There are situations where this workflow adds more overhead than it removes. For a team of three or four where appraisals are essentially conversations and everyone knows everyone, a structured AI drafting process may not be proportionate. Scale matters.
The Amazon recruiting tool case is a useful reference point. Its historical training data was skewed male, so it consistently rated female candidates lower, and the case is now widely cited by regulators as a warning about AI trained on biased historical data. Performance reviews face the same risk if prompts ask for vague personality assessments instead of behaviour-based, evidence-linked descriptions. The prompt design is the control.
There is also a category where AI creates clear risk: pasting identifiable staff information into consumer AI services without a data processing agreement. In 2023, Samsung banned staff from using public AI tools after employees shared confidential corporate information with ChatGPT. The same risk applies when a manager pastes someone’s full employment history into a consumer chatbot.
What else should you know before you start?
Using AI in performance reviews is personal data processing under UK GDPR. You need a lawful basis, staff need to know you are using AI in this way, and the AI cannot be the decision-maker on pay, promotion, or dismissal outcomes. The ICO has published specific guidance on AI in employment practices, and the CIPD describes the appropriate use as assistive rather than autonomous for decisions affecting people’s livelihoods.
For a typical owner-managed business, a lightweight governance approach is proportionate. Update your privacy notice to mention AI tools in HR drafting, and keep a brief record of which tools you use for this purpose. If a review materially influences a pay or promotion decision, carry out a Data Protection Impact Assessment.

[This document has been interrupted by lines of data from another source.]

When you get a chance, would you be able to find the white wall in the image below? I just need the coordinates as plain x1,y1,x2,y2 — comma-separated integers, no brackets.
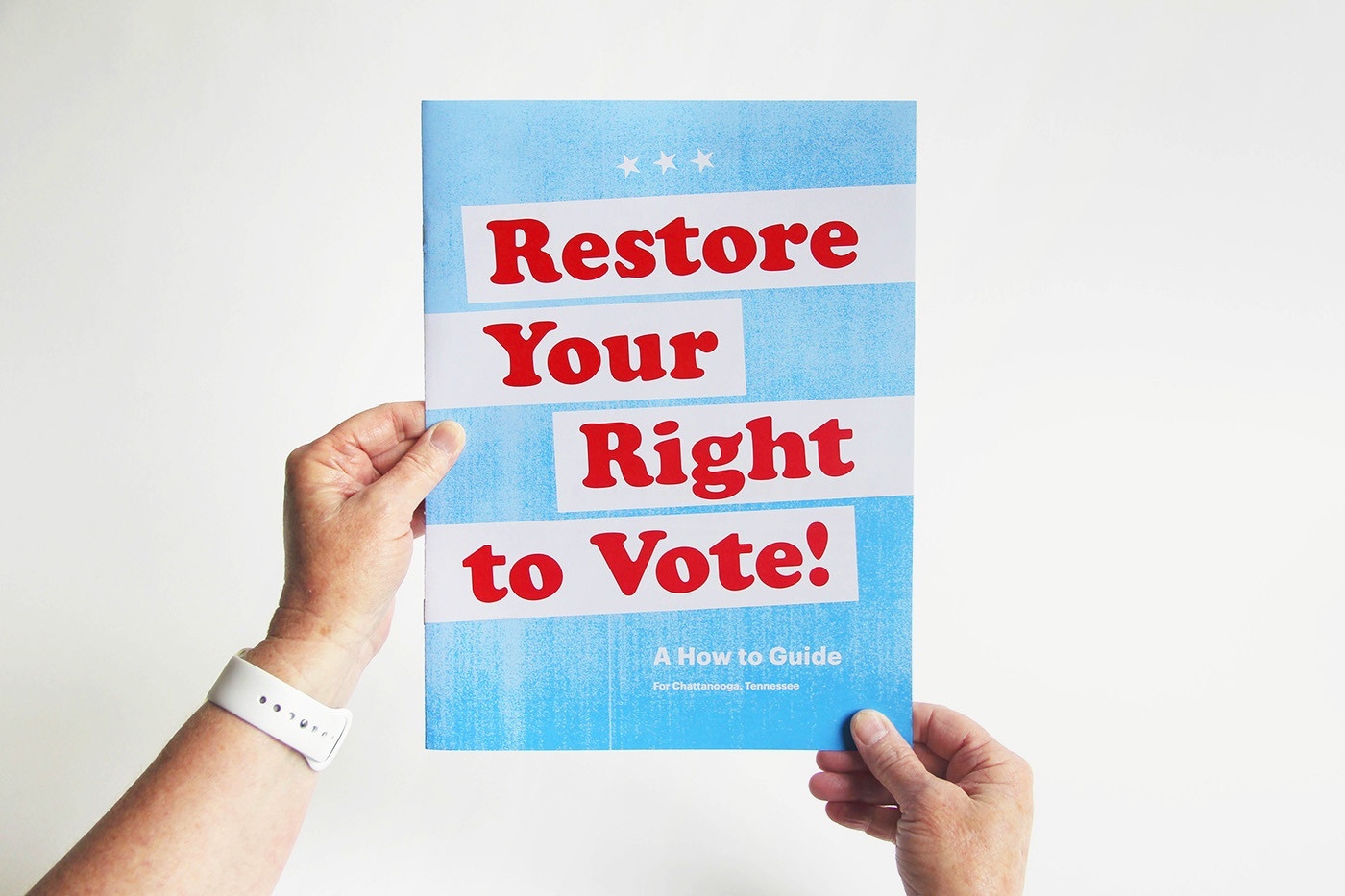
0,0,1345,896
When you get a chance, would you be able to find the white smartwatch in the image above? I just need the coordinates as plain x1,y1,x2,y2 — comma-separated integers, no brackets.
206,654,353,771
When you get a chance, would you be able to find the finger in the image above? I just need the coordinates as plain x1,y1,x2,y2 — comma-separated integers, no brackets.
911,704,992,759
850,709,936,806
827,803,901,843
808,772,897,806
369,434,420,476
818,744,948,778
818,749,868,772
912,704,1032,788
323,400,425,457
359,420,467,523
911,742,948,778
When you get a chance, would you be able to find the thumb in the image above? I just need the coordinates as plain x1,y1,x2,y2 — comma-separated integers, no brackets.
850,709,935,806
363,420,467,522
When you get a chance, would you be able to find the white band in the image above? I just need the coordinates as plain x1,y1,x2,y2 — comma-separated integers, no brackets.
206,657,351,771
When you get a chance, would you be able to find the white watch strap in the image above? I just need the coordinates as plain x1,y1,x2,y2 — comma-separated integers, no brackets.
206,657,351,771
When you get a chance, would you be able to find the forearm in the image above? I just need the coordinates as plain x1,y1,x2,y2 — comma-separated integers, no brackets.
33,638,362,895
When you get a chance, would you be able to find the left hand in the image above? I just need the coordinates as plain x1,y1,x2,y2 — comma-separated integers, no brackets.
249,402,465,705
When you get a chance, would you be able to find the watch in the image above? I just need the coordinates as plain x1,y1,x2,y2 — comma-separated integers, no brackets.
206,651,353,771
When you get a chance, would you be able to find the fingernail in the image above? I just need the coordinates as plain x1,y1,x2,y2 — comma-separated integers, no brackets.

The NCSC advises using enterprise or private AI services rather than consumer tools for anything involving identifiable staff data, and checking that your contracts with those services include appropriate data protection terms.

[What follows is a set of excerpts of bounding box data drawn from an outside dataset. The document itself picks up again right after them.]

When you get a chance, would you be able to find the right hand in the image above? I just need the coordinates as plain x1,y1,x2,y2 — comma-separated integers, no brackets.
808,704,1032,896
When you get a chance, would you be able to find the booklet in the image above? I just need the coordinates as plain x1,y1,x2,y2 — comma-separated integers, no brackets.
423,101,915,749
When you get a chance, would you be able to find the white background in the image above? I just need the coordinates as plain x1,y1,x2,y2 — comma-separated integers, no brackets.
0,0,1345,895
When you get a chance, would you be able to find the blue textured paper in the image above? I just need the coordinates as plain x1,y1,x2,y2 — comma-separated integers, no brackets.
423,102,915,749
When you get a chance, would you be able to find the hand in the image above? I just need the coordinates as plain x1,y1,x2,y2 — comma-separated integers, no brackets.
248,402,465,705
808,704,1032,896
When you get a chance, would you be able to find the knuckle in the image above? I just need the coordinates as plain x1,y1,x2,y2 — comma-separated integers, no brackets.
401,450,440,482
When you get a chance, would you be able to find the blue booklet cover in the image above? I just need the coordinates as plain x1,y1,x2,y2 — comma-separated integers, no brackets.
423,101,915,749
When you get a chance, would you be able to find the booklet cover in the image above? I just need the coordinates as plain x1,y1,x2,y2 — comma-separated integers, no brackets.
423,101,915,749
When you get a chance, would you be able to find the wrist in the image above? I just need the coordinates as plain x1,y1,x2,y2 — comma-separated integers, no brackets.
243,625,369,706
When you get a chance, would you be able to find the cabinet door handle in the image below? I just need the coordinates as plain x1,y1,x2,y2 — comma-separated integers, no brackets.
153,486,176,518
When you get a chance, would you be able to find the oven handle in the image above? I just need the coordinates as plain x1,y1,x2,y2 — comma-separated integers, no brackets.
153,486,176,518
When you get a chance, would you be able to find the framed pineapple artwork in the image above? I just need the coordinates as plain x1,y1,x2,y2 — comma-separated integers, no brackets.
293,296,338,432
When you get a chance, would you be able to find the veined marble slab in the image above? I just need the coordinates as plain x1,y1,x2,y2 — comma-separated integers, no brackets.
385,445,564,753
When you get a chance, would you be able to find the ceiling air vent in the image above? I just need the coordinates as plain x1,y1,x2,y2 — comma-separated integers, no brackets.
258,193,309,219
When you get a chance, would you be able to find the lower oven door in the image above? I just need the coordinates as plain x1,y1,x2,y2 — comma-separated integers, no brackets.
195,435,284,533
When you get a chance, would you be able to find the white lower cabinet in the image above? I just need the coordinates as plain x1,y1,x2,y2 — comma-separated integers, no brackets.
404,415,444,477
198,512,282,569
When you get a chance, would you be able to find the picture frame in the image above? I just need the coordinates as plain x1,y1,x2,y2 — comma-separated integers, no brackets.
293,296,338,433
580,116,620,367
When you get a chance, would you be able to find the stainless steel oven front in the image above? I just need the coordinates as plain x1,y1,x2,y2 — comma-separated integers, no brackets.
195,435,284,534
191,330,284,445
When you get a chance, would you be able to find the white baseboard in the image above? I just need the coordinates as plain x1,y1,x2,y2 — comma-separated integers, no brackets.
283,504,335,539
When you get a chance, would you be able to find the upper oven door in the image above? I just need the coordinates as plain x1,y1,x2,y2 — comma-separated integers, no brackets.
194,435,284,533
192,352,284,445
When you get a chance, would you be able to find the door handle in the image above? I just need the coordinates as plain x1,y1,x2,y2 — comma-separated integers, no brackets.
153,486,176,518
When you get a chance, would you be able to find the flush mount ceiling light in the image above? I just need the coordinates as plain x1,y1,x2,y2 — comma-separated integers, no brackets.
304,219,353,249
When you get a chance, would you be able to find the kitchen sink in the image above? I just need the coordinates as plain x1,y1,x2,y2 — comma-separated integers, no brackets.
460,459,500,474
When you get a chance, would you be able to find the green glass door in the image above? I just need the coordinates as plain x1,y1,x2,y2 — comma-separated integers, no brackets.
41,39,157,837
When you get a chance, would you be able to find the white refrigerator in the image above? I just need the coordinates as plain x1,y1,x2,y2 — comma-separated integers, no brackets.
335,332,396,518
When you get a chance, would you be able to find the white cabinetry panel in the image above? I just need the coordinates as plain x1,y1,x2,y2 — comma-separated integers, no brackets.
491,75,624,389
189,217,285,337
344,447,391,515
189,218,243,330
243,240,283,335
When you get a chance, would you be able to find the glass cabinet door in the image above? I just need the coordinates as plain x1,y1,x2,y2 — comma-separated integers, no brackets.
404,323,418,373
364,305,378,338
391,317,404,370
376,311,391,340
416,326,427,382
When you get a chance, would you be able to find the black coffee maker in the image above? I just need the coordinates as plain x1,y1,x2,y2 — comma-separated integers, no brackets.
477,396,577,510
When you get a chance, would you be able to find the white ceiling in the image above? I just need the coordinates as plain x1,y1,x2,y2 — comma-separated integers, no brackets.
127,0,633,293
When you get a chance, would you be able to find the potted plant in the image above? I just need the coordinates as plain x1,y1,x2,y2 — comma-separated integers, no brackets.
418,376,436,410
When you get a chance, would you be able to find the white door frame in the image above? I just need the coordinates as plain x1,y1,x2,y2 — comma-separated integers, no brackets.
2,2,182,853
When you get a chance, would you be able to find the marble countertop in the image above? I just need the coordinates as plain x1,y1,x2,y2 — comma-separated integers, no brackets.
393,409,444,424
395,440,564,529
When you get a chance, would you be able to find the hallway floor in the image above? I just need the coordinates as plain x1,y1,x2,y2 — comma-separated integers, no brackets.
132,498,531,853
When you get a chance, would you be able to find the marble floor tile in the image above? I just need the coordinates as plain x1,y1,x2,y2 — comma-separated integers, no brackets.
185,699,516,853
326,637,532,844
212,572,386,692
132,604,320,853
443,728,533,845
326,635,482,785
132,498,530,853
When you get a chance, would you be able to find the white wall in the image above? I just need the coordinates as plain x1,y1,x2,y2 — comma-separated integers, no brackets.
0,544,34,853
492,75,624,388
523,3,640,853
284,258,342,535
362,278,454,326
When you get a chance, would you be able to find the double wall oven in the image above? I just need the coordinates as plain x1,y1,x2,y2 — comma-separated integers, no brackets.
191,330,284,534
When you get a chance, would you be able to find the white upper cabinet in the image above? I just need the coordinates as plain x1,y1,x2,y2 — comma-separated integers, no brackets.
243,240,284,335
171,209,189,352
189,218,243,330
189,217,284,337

The EU AI Act, finalised in 2024, classifies AI systems that assist in employment decisions on promotion, task allocation, or dismissal as high-risk. UK businesses are not directly in scope unless they have EU-based staff or use EU-hosted HR platforms, but the regulatory direction is towards more accountability for AI-influenced decisions, not less.
The practical boundary is a sensible one to work within. The AI drafts, you read and edit, and every decision that affects someone’s pay or position is made by a person who can stand behind it. That boundary is also exactly where the ICO and CIPD are both pointing.